Home > Opinion > Journey asks Linda Thompson; What is it like to live with mental health issues?

Journey asks Linda Thompson; What is it like to live with mental health issues?

I THINK that I would have to say I didn’t live with depression; I just somehow managed to stay alive until it was gone.

During the worst times, it wasn’t living; it was existing.

The real me was gone and the shell that was left had the job of filling in for her, of going through the motions and attempting to maintain the semblance of her life and her person.

It wasn’t all doom and gloom; there were moments of light and colour, but much of those 15 years were periods of blank nothingness, just sitting in a holding pattern waiting to get at least a little bit better.

It was like a persistent vegetative state where, cruelly, I was conscious but able to recognise my state and grieve for my loss of life.

There wasn’t as much awareness back then as there is now of depression as an illness and I found that it’s a human trait
to dismiss or minimise what we don’t understand.

Depression isn’t the same as the temporary sadness that we all experience from time to time.

It’s not something you can just snap out of.

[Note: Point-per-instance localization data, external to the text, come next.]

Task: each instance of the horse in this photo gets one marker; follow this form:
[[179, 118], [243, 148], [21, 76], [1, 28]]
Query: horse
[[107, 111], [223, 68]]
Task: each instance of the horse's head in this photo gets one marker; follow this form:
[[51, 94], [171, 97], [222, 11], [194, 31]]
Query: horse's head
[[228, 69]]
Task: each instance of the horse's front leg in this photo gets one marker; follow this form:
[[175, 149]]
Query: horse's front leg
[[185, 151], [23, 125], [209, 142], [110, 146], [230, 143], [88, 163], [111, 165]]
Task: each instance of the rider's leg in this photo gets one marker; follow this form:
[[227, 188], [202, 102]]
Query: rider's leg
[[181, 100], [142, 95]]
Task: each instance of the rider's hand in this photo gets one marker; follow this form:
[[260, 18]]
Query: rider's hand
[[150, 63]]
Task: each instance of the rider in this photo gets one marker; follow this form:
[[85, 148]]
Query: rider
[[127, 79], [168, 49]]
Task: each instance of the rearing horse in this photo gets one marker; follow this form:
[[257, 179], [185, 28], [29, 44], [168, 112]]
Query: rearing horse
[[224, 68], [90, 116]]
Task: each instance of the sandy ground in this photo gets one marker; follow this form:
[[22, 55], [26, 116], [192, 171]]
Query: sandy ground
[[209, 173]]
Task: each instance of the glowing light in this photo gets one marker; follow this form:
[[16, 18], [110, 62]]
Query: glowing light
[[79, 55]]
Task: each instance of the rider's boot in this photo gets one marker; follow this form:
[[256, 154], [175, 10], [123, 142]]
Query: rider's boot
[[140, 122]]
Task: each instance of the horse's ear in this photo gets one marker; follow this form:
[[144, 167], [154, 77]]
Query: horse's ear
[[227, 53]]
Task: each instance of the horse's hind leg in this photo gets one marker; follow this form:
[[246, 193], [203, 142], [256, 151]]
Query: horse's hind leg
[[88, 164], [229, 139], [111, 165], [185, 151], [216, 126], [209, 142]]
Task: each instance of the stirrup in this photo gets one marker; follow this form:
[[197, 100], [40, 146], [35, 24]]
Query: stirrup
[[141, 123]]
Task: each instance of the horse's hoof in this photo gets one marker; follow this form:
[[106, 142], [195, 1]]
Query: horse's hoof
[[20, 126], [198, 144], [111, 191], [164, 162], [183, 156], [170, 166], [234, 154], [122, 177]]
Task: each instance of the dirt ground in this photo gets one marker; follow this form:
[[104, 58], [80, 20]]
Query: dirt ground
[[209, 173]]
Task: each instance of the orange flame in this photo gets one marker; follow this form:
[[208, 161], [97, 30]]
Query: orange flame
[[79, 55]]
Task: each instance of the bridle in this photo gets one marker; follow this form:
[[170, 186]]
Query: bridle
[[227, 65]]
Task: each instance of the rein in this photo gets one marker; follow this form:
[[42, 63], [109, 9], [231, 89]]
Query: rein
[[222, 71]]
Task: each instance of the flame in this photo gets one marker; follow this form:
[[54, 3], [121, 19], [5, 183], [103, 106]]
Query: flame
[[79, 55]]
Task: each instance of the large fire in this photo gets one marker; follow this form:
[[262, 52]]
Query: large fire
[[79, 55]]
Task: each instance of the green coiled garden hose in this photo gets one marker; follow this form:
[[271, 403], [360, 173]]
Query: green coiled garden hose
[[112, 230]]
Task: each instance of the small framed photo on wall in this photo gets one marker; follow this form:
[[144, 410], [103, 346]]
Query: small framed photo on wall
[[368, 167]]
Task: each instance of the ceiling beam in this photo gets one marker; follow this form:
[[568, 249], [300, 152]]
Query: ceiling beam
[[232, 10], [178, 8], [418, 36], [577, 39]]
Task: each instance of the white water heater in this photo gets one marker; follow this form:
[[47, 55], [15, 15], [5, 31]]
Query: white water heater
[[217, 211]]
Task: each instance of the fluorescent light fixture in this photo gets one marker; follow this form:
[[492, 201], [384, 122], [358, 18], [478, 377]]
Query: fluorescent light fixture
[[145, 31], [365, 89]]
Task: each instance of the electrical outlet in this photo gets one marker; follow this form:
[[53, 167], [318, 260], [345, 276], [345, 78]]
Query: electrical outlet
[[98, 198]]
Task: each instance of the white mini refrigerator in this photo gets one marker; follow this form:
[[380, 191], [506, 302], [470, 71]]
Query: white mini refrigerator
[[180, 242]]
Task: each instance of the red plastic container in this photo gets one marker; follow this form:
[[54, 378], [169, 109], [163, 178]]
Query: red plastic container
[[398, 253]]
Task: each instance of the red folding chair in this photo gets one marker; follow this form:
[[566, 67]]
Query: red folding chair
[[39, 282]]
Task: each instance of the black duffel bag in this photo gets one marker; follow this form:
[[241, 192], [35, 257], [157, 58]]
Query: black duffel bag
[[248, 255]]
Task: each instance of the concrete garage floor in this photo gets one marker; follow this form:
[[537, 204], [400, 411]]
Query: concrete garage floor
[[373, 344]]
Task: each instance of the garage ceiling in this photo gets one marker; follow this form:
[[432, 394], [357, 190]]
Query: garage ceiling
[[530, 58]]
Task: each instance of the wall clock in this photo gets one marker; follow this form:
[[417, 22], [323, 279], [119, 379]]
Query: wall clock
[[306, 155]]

It’s a potentially permanent illness untouched by the natural healing that occurs with time.

The practical side of managing life fell to my husband who picked up the tab for running the household, taking care of the
kids and looking after me.

I was grateful to those who assisted him with this.

Those who helped me the most personally during those long awful years were those who knew they couldn’t help much anyway, those who were able to realise that they didn’t understand but were willing to sit with me anyway.